State Key Laboratory of Oral Diseases, West China Hospital of Stomatology, Sichuan University, Chengdu, PR China.
J Dent Res. 2013 Sep;92(9):819-24. doi: 10.1177/0022034513498598. Epub 2013 Jul 19.
Although Streptococcus sanguinis has been reported to produce H2O2 to gain a competitive edge over Streptococcus mutans, the molecular mechanisms evolved by S. mutans to counter this "peer stress" are still to be identified. The current study was designed to investigate the ecological role of glutathione synthetase (gshAB) in the interspecies interaction between S. mutans and S. sanguinis. A gshAB in-frame deletion strain of S. mutans was constructed, and its phenotypic traits were characterized. The spatio-temporal interaction of the gshAB mutant with S. sanguinis was further investigated in a dual-species biofilm model by fluorescence in situ hybridization. We found that, although less tolerant for H2O2, the gshAB mutant produced more extracellular polysaccharides by up-regulating gtfs expression, so as to cluster as condensed microcolonies. In addition, the mutant was more susceptible to the conditioned medium of S. sanguinis, and its competitiveness was significantly compromised. Taken together, we believe that gshAB is essential for the competitiveness and prevalence of S. mutans through detoxifying the H2O2 produced by S. sanguinis. Given the ecological importance of bacterial equilibrium within the oral biofilm, gshAB may represent a promising target to modulate the S. mutans/S. sanguinis ratio under cariogenic conditions, thus contributing to the management of dental caries.
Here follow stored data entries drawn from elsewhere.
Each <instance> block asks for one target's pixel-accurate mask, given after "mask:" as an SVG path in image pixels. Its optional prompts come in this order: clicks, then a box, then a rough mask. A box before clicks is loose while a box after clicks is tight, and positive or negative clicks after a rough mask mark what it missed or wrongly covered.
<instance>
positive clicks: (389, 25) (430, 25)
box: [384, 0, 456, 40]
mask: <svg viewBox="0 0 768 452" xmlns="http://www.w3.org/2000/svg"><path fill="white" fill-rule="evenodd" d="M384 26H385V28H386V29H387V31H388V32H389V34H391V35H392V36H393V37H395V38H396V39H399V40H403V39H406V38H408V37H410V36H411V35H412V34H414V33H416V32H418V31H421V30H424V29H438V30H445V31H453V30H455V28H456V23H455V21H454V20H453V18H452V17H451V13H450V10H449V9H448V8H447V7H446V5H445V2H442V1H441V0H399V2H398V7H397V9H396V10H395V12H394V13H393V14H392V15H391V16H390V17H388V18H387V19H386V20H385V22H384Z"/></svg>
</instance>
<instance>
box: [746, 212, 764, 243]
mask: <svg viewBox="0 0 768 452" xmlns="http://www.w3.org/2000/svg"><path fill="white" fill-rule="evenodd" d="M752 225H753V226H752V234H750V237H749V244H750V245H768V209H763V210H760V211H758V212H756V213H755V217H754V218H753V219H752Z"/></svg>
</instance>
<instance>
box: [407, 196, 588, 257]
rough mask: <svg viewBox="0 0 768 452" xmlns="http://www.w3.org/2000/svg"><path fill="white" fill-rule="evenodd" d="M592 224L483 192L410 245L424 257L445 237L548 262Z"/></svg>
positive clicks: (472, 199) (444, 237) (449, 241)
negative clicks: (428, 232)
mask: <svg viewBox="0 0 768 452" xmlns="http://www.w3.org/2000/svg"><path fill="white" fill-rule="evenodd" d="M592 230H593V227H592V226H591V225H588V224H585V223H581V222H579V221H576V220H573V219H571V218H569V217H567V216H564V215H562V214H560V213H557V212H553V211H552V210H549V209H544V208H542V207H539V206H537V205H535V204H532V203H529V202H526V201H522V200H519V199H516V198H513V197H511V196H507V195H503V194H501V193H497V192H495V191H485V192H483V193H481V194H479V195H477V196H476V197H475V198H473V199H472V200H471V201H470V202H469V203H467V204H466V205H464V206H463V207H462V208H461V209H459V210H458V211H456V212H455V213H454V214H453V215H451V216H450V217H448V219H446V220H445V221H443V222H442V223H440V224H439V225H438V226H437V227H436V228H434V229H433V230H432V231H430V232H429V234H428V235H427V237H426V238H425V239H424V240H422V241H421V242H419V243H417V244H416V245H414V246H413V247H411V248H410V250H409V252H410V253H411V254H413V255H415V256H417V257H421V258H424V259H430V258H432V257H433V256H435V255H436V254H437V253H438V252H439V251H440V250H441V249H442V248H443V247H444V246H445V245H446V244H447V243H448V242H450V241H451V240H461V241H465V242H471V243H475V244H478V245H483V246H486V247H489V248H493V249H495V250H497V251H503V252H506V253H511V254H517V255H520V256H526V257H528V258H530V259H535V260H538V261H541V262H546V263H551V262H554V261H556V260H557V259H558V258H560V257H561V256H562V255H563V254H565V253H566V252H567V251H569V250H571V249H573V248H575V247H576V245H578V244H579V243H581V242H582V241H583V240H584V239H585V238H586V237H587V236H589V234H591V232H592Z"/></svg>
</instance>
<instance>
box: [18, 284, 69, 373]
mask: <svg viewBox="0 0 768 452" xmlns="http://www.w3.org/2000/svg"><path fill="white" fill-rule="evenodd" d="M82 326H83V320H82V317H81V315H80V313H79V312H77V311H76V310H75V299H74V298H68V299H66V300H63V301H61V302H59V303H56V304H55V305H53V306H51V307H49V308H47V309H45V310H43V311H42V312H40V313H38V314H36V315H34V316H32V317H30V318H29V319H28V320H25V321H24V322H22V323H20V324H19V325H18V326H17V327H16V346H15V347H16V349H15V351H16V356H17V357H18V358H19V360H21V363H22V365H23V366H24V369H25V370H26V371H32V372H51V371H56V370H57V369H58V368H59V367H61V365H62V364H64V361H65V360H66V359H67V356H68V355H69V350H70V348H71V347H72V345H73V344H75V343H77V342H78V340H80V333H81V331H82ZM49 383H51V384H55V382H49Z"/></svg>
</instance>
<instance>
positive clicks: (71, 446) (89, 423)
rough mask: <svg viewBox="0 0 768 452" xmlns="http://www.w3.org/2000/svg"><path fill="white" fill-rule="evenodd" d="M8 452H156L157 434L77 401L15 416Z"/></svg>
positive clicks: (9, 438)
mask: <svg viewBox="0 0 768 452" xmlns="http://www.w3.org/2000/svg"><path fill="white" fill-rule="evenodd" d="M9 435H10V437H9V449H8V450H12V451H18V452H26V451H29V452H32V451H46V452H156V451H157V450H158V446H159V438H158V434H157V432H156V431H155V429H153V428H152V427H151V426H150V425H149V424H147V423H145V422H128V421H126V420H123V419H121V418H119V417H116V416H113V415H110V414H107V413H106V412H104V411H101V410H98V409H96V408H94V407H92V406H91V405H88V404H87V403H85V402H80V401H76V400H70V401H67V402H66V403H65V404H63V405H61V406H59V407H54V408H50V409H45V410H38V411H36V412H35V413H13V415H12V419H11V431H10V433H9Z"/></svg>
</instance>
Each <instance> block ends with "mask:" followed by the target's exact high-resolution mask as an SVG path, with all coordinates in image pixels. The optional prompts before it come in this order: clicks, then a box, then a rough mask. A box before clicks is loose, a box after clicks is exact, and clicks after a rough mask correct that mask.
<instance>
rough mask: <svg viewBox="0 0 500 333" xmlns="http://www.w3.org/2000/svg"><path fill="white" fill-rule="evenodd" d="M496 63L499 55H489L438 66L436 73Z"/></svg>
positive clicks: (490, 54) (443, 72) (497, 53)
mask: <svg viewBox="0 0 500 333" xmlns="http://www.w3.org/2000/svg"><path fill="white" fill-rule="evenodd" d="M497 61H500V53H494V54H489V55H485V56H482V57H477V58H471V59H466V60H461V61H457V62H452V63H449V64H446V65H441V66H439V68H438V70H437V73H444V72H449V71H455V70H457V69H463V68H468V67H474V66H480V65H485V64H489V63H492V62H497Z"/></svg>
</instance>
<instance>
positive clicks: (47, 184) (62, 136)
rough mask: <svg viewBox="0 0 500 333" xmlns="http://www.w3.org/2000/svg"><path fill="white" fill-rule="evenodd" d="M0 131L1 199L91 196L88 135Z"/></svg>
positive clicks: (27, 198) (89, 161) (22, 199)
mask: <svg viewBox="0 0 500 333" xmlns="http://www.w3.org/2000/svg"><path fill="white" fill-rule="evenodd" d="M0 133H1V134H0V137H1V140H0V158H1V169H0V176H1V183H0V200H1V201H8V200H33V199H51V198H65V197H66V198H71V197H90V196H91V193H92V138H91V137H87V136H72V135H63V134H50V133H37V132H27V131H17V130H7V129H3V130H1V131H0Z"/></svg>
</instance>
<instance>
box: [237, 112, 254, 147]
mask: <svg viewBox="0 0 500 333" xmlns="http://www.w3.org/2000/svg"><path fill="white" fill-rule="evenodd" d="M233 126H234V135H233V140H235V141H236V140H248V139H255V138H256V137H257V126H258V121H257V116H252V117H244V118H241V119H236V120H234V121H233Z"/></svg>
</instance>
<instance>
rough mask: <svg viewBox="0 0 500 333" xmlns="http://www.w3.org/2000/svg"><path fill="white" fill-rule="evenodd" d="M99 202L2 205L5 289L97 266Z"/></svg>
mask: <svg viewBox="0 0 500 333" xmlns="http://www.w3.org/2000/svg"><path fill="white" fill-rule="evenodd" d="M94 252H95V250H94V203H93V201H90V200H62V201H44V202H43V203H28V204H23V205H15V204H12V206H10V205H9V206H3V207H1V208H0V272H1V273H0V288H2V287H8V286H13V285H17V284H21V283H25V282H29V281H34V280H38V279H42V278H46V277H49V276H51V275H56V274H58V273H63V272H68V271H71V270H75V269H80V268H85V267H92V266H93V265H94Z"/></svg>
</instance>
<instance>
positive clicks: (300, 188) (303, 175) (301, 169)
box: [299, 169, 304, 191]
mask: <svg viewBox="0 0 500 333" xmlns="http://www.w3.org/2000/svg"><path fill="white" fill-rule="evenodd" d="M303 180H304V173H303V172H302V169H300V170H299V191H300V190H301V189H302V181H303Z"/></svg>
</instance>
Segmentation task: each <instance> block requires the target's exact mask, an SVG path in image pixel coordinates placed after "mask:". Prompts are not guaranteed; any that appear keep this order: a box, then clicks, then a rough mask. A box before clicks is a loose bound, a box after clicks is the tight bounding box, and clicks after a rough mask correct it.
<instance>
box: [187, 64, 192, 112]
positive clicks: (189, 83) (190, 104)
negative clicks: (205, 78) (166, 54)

尽管已有报道称血链球菌会产生 H2O2 以获得相对于变形链球菌的竞争优势,但变形链球菌进化出的抵御这种“同伴压力”的分子机制仍有待确定。本研究旨在探讨谷胱甘肽合成酶(gshAB)在变形链球菌和血链球菌种间相互作用中的生态作用。构建了变形链球菌 gshAB 框内缺失株,并对其表型特征进行了表征。通过荧光原位杂交进一步研究了 gshAB 突变体与血链球菌在双物种生物膜模型中的时空相互作用。我们发现,尽管对 H2O2 的耐受性较低,但 gshAB 突变体通过上调 gtfs 表达产生了更多的细胞外多糖,从而聚集为浓缩的微菌落。此外,突变体对血链球菌的条件培养基更敏感,其竞争力显著受损。综上所述,我们认为 gshAB 通过解毒血链球菌产生的 H2O2 对变形链球菌的竞争力和流行至关重要。鉴于口腔生物膜内细菌平衡的生态重要性,gshAB 可能成为调节致龋条件下变形链球菌/血链球菌比例的有前途的靶点,从而有助于龋齿的管理。